QueTwo's Blog

thouoghts on telecommunications, programming, education and technology

Tag Archives: Computer Science

Integrating the Microsoft Kinect into your Flex application

One of the topics I will be talking about during my MAX session this year is integrating game controllers into your Flex/AIR or ActionScript games in order to make more naturally interactive games.  There are a lot of examples of using the Wii controller online already — and plus with the next generation of video game consoles coming out soon, I thought it would be best to spend my time on the latest and greatest — the Microsoft Kinect.

For those who don’t know much about the Kinect, it is a pair of Web Cams — one RGB (like a normal Web Cam), and one that sees only infrared.  The combination of the two (along with a bunch of other electronics and software) allow the Kinect to have real depth-preception.  This means that being able to track people, hands and everything else become trivial.  The Microsoft Kinect was actually developed by PrimeSense, who originally made the device for PCs, rather than game consoles.  This means that the devices are actually compatible with PCs, rather than relying on a whole stack of hacks to get them to work. 

The biggest difficulty in getting the Kinect working is wading through all the pieces and parts that are needed to get it all working.  Documentation is in very short supply (and usually found within text files on GitHub).  Compounding the problem is that there are tens, if not hundreds of open-source projects revolving the Kinect — but unfortunately each depend on a different set of drivers, middleware and APIs — many which are NOT compatible with eachother. 

I will state right here that I am not an expert in all of these, but I did follow one path that made things work (after following MANY that didn’t).  Matt LeGrand and I are planning a separate website and blog that will explore these other paths more to help people make sense of what to choose and what not to choose.  My primary experience is getting the Kinect working with Windows 7, as I am well aware that my aging Mac laptop is not powerful enough to do much with the Kinect.  Yes, you need a modern computer in order to use the Kinect.

So, where would you start?  You obviously need the actual Microsoft Kinect controller.  There are two models in the market right now — one that is USB only, and one with a USB + Power supply.  The USB only version will ONLY work with the XBox, where the USB + Power Supply version works with PCs (the Kinect draws a few amp of power, which the XBox apparently can supply using USB).  The only difference between the two packages is the power brick and a USB power injection module.  If you end up with the wrong one, you are supposed to be able to buy the power brick and injection module, but I have no idea where one would pick that up.  I got my kit from Best Buy in the video game refurbished aisle (it was about $100, after an instant coupon).  The brand-new ones were about $140.

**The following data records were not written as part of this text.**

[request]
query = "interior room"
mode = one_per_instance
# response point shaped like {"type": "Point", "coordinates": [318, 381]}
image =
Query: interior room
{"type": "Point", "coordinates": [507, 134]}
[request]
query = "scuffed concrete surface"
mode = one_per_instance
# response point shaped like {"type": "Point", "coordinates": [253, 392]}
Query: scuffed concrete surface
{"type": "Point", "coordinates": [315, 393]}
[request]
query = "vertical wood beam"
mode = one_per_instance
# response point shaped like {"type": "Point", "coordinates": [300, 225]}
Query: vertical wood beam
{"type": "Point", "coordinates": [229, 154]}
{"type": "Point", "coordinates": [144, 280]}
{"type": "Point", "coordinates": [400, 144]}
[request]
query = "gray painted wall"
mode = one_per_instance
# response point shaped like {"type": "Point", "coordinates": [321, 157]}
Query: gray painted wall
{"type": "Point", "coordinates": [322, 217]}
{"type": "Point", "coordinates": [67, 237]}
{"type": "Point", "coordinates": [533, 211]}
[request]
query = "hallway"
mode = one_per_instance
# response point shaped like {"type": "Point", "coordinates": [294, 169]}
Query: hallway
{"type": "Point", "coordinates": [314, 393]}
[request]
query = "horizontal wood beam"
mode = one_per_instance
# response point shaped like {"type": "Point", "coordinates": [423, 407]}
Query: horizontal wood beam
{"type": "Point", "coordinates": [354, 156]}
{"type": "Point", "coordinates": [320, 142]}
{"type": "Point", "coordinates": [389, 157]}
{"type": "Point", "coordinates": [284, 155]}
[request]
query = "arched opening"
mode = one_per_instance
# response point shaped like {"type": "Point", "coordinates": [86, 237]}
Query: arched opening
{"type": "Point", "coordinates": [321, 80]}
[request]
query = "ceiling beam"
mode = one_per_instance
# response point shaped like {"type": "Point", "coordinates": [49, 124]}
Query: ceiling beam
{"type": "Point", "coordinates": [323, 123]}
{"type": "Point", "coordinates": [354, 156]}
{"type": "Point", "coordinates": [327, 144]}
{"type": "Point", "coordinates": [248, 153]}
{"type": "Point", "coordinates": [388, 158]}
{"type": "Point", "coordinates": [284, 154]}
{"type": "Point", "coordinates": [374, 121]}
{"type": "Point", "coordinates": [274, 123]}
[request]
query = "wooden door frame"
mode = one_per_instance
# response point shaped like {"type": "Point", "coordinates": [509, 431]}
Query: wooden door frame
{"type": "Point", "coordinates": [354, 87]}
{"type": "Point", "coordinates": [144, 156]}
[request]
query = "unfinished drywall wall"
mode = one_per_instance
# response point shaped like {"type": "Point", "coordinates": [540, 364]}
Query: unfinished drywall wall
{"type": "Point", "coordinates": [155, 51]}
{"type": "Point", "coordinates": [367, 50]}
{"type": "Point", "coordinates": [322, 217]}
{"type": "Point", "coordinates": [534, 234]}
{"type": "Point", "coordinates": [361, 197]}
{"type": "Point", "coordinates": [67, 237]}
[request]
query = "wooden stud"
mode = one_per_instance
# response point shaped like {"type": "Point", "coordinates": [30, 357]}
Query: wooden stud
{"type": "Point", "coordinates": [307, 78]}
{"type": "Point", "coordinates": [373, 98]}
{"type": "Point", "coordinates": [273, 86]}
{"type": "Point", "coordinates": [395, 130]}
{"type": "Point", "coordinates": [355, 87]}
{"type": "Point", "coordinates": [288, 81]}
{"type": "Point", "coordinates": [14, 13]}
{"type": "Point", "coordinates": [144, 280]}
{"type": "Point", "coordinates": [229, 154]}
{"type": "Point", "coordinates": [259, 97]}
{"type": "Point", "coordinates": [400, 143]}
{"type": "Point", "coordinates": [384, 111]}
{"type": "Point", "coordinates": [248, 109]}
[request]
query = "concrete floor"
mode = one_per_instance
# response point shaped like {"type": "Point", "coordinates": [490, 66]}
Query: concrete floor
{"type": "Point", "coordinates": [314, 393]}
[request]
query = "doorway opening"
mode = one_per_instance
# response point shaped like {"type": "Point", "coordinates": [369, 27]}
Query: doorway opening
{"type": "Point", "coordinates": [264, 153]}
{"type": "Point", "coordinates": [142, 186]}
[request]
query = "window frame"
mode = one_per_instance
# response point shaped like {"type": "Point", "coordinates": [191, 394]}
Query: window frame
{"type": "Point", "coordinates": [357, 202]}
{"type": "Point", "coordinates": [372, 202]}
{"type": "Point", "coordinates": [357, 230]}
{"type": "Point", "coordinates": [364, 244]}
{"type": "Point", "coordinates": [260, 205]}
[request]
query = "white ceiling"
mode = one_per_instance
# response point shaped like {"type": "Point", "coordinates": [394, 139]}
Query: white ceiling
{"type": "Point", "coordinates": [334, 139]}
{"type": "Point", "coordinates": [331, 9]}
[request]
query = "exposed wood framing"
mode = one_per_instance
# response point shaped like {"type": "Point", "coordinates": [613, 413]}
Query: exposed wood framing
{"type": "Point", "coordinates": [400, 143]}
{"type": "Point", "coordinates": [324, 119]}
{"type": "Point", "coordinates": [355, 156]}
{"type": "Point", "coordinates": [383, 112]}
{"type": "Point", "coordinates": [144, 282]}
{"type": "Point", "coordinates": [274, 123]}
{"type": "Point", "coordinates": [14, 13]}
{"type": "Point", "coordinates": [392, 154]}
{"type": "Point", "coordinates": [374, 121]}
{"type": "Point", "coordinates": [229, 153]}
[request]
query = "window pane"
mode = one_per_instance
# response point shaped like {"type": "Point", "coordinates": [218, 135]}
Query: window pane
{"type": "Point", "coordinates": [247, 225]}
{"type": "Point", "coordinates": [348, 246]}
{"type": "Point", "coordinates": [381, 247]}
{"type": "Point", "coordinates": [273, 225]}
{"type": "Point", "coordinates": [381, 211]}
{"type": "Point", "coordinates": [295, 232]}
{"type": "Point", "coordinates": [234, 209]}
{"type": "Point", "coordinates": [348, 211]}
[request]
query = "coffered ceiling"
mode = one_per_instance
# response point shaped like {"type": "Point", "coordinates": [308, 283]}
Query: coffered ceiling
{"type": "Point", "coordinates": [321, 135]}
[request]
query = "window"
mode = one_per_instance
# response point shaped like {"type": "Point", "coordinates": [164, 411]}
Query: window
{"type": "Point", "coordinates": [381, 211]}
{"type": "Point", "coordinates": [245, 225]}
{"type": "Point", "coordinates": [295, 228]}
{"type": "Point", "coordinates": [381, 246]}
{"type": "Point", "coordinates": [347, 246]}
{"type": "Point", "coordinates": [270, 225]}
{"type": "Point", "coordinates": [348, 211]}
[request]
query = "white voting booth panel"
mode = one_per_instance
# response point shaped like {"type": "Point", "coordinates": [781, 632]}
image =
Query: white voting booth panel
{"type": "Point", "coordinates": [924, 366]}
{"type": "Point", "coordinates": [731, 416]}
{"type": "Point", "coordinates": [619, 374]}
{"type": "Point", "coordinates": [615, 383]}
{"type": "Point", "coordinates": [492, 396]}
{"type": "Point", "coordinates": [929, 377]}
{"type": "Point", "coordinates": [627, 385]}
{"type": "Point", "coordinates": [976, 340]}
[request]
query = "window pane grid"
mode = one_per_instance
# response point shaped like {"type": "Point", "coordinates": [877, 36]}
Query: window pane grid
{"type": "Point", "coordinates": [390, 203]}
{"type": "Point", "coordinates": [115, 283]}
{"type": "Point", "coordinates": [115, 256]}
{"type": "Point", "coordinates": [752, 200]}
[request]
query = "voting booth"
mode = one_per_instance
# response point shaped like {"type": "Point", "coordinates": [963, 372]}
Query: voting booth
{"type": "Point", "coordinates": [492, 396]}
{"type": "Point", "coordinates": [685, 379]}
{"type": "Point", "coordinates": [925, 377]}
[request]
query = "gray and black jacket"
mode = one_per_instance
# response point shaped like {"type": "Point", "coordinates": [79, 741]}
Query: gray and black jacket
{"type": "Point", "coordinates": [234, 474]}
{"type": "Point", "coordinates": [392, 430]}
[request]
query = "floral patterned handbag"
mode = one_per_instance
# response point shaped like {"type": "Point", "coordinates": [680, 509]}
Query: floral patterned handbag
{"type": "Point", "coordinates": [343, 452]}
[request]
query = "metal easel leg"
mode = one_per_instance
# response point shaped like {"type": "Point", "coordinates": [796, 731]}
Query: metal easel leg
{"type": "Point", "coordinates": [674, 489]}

Before you plug it in, you need to install the drivers, middleware and APIs.  There are three well-known sets of drivers and middleware, but the ones I found worked for me are directly from PrimeSence.  The drivers and middleware are hosted on OpenNI’s website at http://www.openni.org/downloadfiles/opennimodules.  There are three downloads you need — the OpenNI Module (OpenNI Binaries), the PrimeSense NITE Middleware, and the PrimeSense Drivers (OpenNI Compliant Hardware Binaries).  Download only the 32-bit downloads, even if you are on a 64-bit Windows 7 install!!  I’ve found LOTS of issues with the 64-bit drivers that cause things to break.    Install the drivers, then the middleware, then the OpenNI APIs (in that order).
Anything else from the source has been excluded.